Happened to me a few months ago. Had a ticket for our District Attorney office, trying to playback a security camera footage from a parking lot or something. It would open, but, the person that was supposed to be seen would show up for a few frames and glitch out.
Turns out the cam system it came from uses some very proprietary codec. So the footage was effectively useless without their special sauce player/codec
I'm working in live video and there's a lot of proprietary codecs out there that vlc doesn't play by default. Most of those are lossless/very high bitrate lossy formats designed to be encoded and decoded quickly for things like instant replays, so not something the average consumer would get their hands on.
Something I don't see a lot of people do but totally should is get a really long HDMI cable and snake it around the room. You can then hook up a laptop or hell even your desktop directly to the TV. Think my cable is around 20 feet and I got it off Amazon for dirt cheap. Works wonders when I want to watch something on Plex (a lot of smart TV's have trouble with Plex)
Beat me to it. I haven’t had an unsupported file error in the decade I’ve been using VLC. Maybe one time I had to download something to support a rare file type
I recently downloaded some YouTube videos that my dad wanted to play through USB with his Android based projector, as it doesn't have the PlayStore and the videos didn't want to play (and I knew they worked fine on my mac) I went quickly to its store just to find out VLC wasn't there, and I didn't have time to sideload stuff (I didn't even know if it was possible), hopefully there was FX File Explorer and that one comes with a video player which was able to save the day.

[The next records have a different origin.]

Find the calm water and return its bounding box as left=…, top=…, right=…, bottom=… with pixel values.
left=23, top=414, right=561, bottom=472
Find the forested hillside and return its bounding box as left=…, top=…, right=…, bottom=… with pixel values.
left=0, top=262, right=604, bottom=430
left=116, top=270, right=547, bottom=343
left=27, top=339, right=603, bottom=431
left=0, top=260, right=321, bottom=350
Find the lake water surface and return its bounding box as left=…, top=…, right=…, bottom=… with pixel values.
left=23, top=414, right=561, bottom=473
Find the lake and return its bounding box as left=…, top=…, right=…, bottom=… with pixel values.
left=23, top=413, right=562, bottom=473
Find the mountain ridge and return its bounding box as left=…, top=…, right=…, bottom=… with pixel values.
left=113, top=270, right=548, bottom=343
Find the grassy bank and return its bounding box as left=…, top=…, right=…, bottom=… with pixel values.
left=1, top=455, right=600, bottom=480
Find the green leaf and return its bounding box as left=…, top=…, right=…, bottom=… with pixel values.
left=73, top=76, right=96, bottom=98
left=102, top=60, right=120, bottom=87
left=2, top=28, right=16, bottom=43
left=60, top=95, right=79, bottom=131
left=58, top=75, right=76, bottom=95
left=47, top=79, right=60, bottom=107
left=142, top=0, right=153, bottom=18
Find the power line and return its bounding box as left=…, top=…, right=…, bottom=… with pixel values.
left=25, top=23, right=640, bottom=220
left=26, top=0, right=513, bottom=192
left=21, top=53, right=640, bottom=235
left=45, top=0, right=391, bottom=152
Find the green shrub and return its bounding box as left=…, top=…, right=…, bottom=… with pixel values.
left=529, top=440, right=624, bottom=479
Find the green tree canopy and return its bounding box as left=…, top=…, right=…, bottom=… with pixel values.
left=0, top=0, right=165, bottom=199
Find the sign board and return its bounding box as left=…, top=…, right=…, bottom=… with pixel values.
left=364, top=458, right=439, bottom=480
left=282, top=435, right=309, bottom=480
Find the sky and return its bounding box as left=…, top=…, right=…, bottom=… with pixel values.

I've had good experience using mkvtoolnix to mux video into an mkv with subtitles included. Not sure if mkv support is widespread, but as janky as the TV was with other formats, mkv worked great every time.
Installing MPC-HC during K-Lite Code pack as my primary media player has taken place of VLC for me this last year. I have been using VLC as music player only with some Winamp-like no-viewport UI lately.
VLC works most of the time. That said some videos VLC can't seem to decode correctly - I never get VLC complaining about unsupported file formats, but I do get weird artifacts and glitched rendering when I try to play certain ones.
It's then that I usually try MPV or MPlayer. One of those will usually play the video correctly.
Mp4 and mkv are container formats. Your comment is somewhat equivalent to "where are you guys getting text files that can't be displayed, I've only ever seen zip files".
The codec in the container is what needs to be played, and can fail to render correctly.
This reminded me of having to install a codec pack like klite or cccp as one of the first things on a fresh install. I'm glad that isn't a thing anymore.